One morning this week, the game took a slightly different turn…

Mommy:  You’re out of hugs?  But, I really wanted a hug.  Can you get another one?
LDB:  Yes, I can get one.  From The Hug Store.
Where does he get this stuff?  Laughter ensued from Mommy and Daddy, which made Little Drummer Boy giggle, too.  And, of course, I gave him a shake-down to find the one last hug hidden deep inside after all.

The Hug Store.  Talk about your retail therapy.
Who am I kidding?  What he’s offering, money can’t buy!

The tiny messages God continues to include with our gifts — 2 little joys of boys and 1 little jewel of a girl, each with open eyes, open ears, open hearts, and much to teach. “Behold children are a gift of the Lord…” (psalm 127:1)

Three Ring Circus: Opening Tour Dates

“Welcome back my friends to the show that never ends.”
(Emerson, Lake and Palmer – 1974)

Yes, I’ve been on a one-month hiatus from writing while seeing to some very special tour dates at home — the THREE RING CIRCUS tour, that is.

You’ve seen the men in my life. Little Drummer Boy (because really what object couldn’t achieve it greatest functionality by being used as a drumstick) is my 3-year-old.  Bug is my 22-month-old. Those two provide much of the excitement in our show, although, my husband occasionally offers a contribution.  You may have also read my allusions and occasional complaints about being very pregnant in August in Mississippi.  Well, I am here to say that the very best thing about being pregnant in August in Mississippi is the prize you get for playing!

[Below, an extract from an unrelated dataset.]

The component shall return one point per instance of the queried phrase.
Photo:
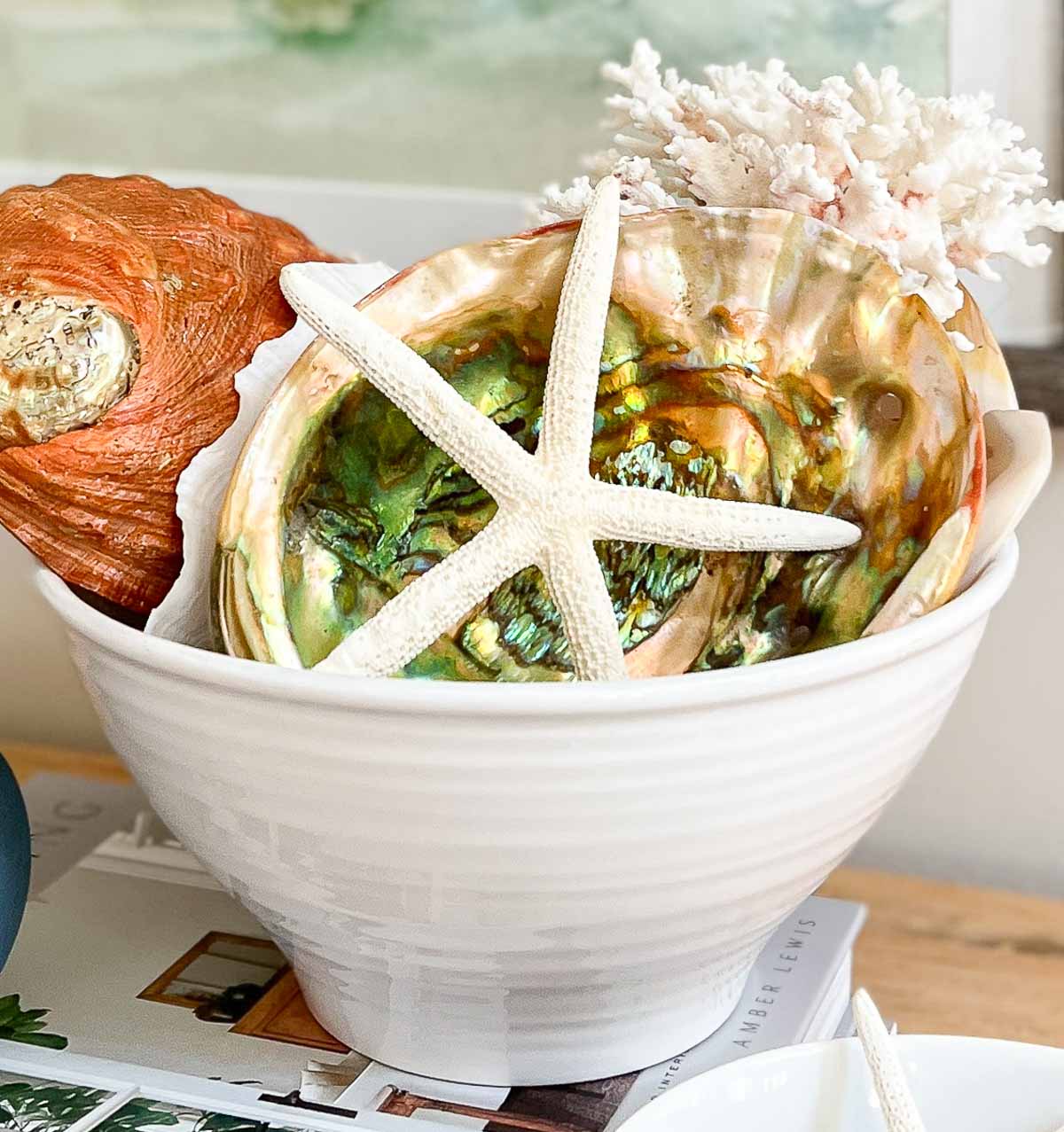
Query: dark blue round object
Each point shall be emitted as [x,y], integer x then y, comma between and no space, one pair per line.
[13,859]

BabyGirl Montgomery was born August 30, 2008 at 12:47pm, and she is a Jewel!  She weighed in at 8 lbs, 8 oz and was bright eyed, healthy and hungry from her first moment under the bright lights!  Our THREE RING CIRCUS is complete and we are sold out on it.

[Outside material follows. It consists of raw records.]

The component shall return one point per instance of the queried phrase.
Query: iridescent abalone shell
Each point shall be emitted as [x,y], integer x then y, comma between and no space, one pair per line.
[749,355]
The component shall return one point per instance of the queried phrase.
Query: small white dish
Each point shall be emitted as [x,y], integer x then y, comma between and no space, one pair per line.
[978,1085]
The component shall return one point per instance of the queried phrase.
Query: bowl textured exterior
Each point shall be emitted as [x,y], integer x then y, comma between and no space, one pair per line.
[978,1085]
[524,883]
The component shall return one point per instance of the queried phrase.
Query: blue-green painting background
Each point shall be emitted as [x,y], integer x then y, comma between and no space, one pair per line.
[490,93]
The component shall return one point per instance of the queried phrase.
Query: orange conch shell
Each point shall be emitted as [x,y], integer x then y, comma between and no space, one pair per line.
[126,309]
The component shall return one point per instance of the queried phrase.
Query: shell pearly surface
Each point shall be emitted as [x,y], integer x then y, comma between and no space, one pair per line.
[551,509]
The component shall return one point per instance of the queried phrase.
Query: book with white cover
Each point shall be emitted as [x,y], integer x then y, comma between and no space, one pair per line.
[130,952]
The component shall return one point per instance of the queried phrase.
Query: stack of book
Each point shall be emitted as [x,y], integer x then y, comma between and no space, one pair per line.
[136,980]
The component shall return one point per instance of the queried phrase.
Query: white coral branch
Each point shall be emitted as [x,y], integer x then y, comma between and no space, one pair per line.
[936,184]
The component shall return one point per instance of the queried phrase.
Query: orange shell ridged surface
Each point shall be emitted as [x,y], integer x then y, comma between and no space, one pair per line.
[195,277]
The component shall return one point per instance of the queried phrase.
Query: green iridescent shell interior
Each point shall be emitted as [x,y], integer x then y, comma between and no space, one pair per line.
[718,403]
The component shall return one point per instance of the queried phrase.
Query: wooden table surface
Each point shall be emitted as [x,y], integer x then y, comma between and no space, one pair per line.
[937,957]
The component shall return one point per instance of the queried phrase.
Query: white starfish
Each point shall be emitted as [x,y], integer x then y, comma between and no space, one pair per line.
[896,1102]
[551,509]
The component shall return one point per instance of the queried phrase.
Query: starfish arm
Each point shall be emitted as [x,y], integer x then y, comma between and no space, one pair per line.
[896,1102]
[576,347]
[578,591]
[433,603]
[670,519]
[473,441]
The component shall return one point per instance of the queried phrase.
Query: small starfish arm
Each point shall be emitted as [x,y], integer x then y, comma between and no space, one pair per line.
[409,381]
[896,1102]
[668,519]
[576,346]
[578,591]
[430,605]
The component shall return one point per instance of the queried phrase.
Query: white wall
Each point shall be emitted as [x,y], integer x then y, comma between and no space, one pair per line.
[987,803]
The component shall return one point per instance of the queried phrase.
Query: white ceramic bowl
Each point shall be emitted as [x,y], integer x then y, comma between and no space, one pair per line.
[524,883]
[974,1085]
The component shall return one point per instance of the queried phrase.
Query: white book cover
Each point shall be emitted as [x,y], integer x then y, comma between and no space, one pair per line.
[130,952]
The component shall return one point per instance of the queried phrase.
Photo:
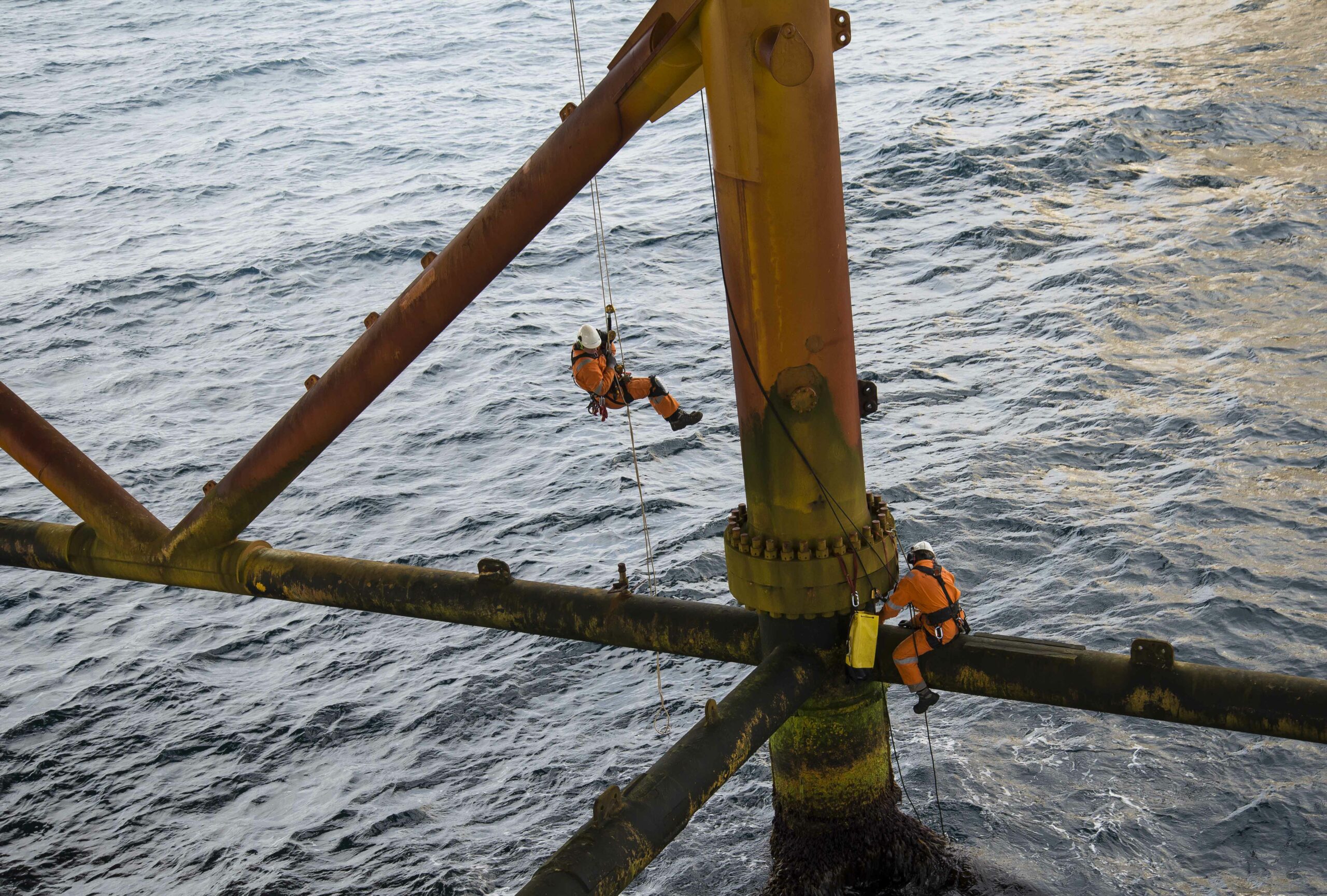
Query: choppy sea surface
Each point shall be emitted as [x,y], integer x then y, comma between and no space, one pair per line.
[1087,246]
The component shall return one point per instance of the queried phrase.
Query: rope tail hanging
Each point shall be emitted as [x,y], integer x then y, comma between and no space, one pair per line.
[611,325]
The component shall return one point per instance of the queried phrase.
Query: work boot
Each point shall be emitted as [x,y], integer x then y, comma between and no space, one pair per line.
[684,419]
[925,700]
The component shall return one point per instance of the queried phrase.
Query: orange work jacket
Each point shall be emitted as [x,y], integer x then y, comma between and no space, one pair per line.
[592,374]
[921,590]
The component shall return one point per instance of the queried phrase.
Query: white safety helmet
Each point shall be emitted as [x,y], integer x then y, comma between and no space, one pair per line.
[588,337]
[920,549]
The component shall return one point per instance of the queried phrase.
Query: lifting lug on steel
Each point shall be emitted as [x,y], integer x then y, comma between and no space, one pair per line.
[868,403]
[840,29]
[622,579]
[496,571]
[712,712]
[608,803]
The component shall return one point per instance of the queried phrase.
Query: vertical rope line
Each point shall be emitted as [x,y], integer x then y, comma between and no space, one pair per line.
[894,753]
[614,322]
[935,777]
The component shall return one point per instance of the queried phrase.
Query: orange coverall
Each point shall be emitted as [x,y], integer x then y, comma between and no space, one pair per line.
[924,594]
[594,375]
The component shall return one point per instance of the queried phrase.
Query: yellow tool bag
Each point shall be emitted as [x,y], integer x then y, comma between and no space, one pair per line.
[862,644]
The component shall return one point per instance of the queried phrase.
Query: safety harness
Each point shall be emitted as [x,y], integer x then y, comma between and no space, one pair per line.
[598,405]
[935,627]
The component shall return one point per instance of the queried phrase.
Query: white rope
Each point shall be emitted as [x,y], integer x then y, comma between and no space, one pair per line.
[611,319]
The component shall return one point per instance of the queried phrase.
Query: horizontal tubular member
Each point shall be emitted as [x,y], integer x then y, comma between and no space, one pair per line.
[631,828]
[986,665]
[661,60]
[74,478]
[1148,684]
[491,601]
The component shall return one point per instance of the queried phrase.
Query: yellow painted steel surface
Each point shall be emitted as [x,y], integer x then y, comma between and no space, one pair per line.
[775,140]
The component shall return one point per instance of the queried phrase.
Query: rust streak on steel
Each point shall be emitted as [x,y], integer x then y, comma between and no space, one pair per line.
[551,178]
[491,601]
[74,478]
[632,826]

My OB/GYN had been saying for months that we would probably have the baby a week or two early, so we were expecting to induce labor on September 2.  BabyGirl had other plans.  My water broke at the breakfast table, we checked into the hospital at 10:00am and she made her arrival at 12:47pm — what efficiency and 12 days before my due date! We were so fortunate to have an easy delivery and a healthy baby girl.  It was also a bonus that my doctor and our pediatrician were both on call for the Labor Day (ha!) weekend, so we all were well acquainted.

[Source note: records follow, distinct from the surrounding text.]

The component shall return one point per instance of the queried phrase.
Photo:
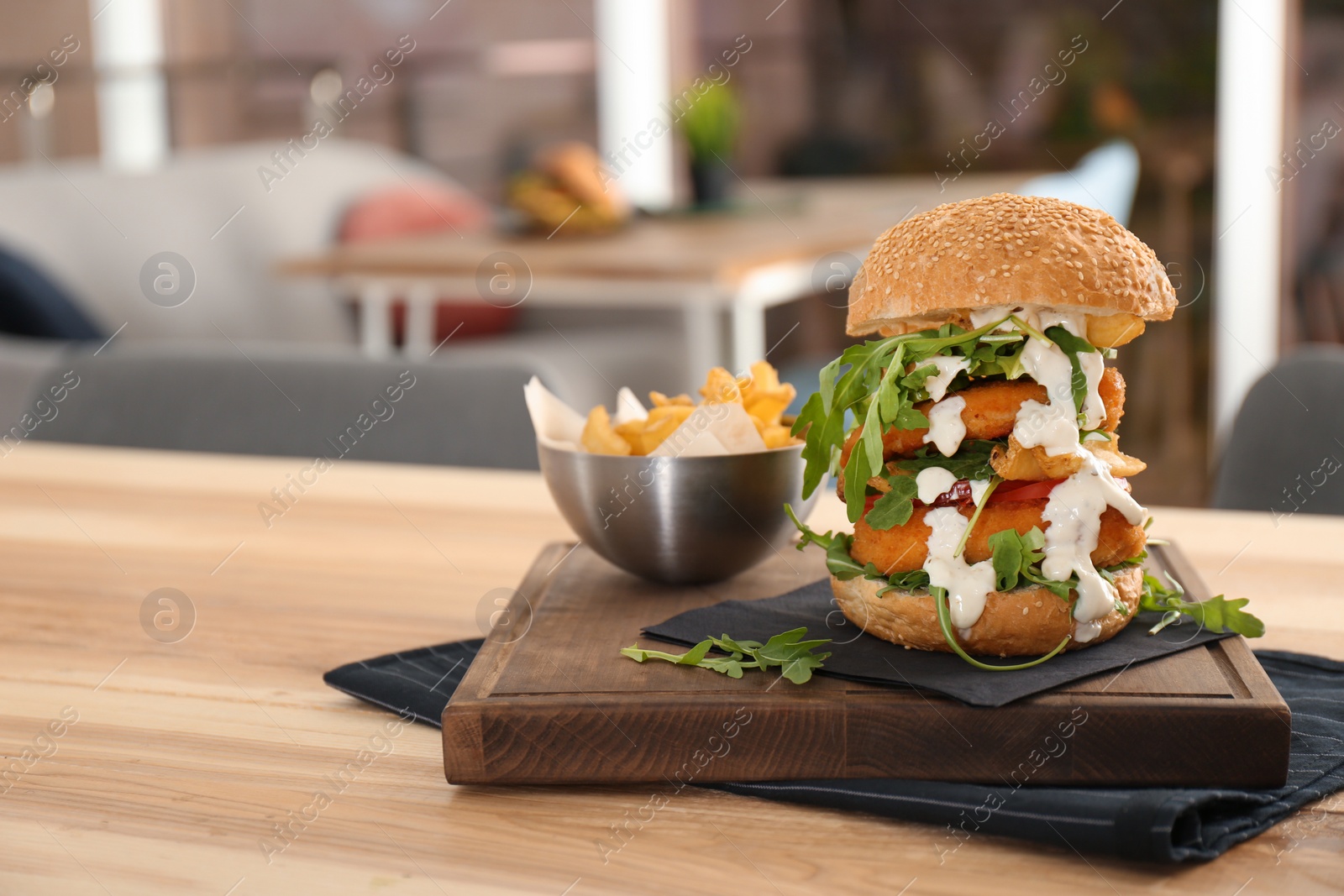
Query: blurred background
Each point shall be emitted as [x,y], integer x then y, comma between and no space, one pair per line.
[214,194]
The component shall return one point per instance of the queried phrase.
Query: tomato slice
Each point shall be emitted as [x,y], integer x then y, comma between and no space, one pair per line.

Daddy is quite smitten already.  He’s been reminding himself for months, “I’m going to be the parent here.” But, we all know just who will be wrapped around who’s finger. Drummer Boy and Squiggle Man are enjoying having their little “seester” on the outside and Mommy’s full lap at their disposal.  Drummer Boy’s chief concern was “what is in your tummy now?”  On the morning we brought Baby Girl home, I let him know it was the hospital french toast I’d had for breakfast.  Since then, he’s been eager to help us take care of BabyGirl by fetching her poppy (read pacifier), patting her back and looking at her dirty britches (read #2 diaper).  Squiggle Man was quite confused while we were in the hospital, but has since begun to alert us of Maggie’s presence by shouting “Bee Bee” (read Baby) each time he sees her or her basinette.  Like Drummer Boy, he also brings BabyGirl her poppy,  and tries his best to get it in her mouth.  Since she hasn’t quite figured out how to keep it in her mouth, he raises his hands in confusion as if to say “this one must be broken.”  He also is quick to point o the basinette and say “bee-add” (read bed) when he thinks Mommy needs to put BabyGirl down and read to him!

Step right up!  The three rings are now complete, the show is on, and we are having a blast juggling all the blessings.